There is one part of being a visible face of the gay community that he particularly enjoys. “I like that people that are in the gay community, whether they’re closeted or on the down low, that look at me as someone who is open who they can be inspired by. It sucks growing up like this. It’s horrible. It’s so bad. A big part of me, being the way I am today and thinking the way I do, is because I was so heavily picked on because of my sexuality. Now I just don’t give a fuck.”

On his account, Fury took a break from sardonic answers to give advice about how to handle one reader’s confusion about a child’s sexuality. “Wait for him,” Fury wrote. “That’s something that he needs to come to terms with on his own. It can be a very difficult place to be mentally and emotionally, and confronting him might make it worse. Leave him be. It’s none of your business anyway.”

His voice beginning to tremble, Fury said he once contemplated suicide. “It was that bad. So when I see younger people and they’re going through it, I tell them it’s so bad. But it gets soooo good. If I’m one of them, great, but I love that there are people who young people can look up at and go, okay, I’m going to stick this shit out for a few more years, then I’m going to be everything. I love that part. When I think about being a face of the gay community, that’s the part I like about it.”

If you are a fan of Fury’s and you are reading this, it is likely because you came for Fury’s real name. That he’s unwilling to share. And he would like you to know that it is none of your damned business. In Miami, Fury was bartending at a gay bar called The Vault. The owner told Fury his services were no longer needed and replaced Fury with his friend. Fury says he called the health department and they shut the place down.

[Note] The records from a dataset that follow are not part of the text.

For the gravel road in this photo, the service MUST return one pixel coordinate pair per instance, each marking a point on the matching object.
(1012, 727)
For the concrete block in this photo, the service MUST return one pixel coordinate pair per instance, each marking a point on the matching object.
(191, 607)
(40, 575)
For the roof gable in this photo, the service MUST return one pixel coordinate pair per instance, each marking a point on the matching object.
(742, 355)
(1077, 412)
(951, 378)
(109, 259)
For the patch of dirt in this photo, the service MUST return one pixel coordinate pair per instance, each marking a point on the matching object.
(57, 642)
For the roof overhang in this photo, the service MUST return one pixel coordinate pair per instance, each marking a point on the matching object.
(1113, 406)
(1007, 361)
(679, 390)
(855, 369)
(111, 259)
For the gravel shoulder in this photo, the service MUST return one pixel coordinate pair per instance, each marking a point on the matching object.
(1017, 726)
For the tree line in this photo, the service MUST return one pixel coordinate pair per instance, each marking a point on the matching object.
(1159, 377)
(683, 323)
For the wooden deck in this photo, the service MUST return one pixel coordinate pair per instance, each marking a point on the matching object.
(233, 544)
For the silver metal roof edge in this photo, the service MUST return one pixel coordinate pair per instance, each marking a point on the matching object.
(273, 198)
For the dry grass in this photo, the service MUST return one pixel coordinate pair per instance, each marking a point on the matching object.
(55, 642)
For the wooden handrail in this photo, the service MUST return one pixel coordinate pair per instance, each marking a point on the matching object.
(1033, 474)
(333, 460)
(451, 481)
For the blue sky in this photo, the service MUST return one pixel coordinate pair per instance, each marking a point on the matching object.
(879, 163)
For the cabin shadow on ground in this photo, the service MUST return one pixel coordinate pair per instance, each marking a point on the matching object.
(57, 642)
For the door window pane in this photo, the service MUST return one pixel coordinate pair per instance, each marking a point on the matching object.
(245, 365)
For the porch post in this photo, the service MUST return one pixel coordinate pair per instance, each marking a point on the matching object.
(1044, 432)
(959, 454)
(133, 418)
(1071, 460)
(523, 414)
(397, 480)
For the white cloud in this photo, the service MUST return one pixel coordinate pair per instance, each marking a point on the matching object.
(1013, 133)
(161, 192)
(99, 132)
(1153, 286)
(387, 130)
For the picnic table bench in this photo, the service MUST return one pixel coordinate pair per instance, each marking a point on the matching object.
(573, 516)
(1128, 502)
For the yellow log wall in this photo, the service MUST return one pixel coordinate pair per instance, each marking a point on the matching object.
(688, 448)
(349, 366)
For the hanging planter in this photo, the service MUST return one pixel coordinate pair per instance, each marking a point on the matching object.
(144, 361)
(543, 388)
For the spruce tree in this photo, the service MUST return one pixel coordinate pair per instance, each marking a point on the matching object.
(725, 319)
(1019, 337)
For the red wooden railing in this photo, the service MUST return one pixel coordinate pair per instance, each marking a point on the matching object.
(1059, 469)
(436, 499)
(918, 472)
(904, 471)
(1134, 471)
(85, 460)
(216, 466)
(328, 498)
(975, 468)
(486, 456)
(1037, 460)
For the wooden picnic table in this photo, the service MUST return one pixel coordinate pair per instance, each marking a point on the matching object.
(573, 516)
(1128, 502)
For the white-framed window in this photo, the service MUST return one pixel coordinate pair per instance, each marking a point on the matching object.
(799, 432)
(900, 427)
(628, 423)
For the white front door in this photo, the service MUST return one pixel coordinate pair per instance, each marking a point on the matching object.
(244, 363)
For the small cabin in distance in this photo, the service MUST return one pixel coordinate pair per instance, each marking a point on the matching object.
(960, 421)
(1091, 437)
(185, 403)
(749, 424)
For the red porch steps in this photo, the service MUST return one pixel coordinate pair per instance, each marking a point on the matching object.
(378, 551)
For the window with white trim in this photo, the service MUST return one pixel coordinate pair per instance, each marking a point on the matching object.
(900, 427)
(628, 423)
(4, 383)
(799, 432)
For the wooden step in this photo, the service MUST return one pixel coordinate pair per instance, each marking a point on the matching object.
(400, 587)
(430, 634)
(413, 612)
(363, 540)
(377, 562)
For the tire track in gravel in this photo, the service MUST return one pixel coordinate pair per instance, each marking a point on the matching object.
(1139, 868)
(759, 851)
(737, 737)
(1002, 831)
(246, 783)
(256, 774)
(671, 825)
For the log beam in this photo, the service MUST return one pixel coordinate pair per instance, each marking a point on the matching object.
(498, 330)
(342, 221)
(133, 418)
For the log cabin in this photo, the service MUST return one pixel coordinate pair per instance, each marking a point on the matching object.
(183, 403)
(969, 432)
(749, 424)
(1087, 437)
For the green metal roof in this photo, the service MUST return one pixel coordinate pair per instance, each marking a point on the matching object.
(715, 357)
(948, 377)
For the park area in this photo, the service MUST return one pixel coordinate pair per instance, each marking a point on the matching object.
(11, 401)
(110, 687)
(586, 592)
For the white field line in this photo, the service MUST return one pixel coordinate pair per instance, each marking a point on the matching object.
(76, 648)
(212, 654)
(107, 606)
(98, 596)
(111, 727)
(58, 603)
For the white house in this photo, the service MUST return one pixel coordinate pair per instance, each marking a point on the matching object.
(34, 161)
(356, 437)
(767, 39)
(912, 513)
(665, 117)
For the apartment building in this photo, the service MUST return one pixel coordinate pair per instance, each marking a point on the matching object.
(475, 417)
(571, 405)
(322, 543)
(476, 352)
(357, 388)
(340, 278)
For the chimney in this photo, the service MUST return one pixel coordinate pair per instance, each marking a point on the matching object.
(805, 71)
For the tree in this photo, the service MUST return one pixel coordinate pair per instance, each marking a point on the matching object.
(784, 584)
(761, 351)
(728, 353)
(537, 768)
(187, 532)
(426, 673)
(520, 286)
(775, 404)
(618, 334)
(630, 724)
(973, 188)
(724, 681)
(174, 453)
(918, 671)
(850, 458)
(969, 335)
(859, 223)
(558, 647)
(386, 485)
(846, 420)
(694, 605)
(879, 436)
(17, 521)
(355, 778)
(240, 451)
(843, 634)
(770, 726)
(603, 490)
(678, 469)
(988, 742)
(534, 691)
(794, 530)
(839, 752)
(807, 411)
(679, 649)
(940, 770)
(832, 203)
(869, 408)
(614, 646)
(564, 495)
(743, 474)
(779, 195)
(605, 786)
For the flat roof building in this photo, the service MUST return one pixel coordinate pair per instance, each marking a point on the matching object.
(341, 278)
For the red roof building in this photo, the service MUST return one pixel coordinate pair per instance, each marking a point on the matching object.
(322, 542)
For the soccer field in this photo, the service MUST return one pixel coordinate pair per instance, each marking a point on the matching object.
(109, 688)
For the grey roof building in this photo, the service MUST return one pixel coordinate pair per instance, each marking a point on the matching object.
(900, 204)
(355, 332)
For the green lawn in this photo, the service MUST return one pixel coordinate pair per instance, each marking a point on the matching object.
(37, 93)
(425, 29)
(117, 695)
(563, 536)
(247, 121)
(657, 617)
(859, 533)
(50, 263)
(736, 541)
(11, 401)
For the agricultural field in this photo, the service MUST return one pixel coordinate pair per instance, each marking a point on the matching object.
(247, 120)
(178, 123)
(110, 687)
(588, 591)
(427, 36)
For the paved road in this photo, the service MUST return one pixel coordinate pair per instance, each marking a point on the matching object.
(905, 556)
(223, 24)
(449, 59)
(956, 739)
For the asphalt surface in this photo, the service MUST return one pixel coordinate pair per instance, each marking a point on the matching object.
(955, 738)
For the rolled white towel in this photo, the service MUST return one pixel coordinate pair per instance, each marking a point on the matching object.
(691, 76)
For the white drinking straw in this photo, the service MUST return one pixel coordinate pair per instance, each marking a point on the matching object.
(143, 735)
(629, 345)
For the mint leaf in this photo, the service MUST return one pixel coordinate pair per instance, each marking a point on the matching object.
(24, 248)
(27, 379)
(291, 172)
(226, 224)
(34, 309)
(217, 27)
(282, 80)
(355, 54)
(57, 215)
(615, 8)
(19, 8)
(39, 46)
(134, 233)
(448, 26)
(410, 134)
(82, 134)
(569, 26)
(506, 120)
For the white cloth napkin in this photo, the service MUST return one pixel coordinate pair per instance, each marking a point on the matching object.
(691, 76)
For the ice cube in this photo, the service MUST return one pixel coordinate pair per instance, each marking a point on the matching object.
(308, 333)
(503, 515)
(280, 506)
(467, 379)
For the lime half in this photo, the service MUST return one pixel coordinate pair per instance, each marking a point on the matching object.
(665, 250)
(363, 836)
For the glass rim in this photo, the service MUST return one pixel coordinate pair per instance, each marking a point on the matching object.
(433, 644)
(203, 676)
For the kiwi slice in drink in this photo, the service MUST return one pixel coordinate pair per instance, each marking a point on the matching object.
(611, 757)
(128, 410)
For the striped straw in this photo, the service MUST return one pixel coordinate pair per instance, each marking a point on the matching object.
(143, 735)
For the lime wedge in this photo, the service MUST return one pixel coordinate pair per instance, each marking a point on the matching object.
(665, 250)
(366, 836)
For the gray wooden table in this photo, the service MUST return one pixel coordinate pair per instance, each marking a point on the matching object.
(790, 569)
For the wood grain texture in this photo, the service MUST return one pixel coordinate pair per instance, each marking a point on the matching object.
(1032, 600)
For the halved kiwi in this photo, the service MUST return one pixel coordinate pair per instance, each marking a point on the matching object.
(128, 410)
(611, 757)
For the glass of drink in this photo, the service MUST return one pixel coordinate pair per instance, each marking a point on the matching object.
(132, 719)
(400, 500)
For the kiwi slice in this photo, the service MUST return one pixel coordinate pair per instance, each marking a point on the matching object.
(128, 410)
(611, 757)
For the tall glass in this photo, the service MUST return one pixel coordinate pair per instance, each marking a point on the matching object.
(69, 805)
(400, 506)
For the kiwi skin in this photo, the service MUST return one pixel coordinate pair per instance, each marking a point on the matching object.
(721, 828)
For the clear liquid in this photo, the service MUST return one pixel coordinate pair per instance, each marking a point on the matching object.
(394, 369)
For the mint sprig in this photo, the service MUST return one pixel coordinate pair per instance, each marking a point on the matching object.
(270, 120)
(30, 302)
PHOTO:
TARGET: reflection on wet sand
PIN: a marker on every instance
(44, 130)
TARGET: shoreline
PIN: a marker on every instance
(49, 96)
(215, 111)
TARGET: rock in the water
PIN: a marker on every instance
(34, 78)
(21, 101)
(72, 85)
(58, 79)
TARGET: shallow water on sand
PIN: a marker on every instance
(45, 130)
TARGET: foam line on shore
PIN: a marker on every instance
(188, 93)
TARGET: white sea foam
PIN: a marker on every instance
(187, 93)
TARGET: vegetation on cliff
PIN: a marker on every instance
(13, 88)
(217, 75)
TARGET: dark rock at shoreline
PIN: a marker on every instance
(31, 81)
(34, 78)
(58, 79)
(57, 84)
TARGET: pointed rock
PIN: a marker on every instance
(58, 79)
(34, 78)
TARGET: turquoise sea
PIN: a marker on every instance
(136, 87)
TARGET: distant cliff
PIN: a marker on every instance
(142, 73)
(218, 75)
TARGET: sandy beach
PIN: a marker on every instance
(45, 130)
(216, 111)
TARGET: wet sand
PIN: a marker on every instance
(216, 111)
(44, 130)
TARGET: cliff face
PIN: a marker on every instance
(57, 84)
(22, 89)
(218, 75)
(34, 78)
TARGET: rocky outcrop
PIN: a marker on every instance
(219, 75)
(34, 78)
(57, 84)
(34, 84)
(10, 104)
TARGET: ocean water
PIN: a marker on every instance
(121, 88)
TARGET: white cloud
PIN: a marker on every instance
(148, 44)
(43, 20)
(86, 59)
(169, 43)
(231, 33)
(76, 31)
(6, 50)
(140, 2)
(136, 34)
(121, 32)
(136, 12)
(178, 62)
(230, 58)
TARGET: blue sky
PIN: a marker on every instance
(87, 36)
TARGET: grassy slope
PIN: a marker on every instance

In a way it was the end of his life in Miami and the beginning of the rest of his life as Kid Fury, and that’s why he protects this new identity. It is perhaps for this reason that, without blinking, Fury can recall the day he started his blog: June 4, 2006. “It’s like my thing … that’s when I started Kid Fury.” The “started” thing again. “So I had to give my blog a birthday. I know that every June 4, this is the day. It’s another day, and it’s another year.”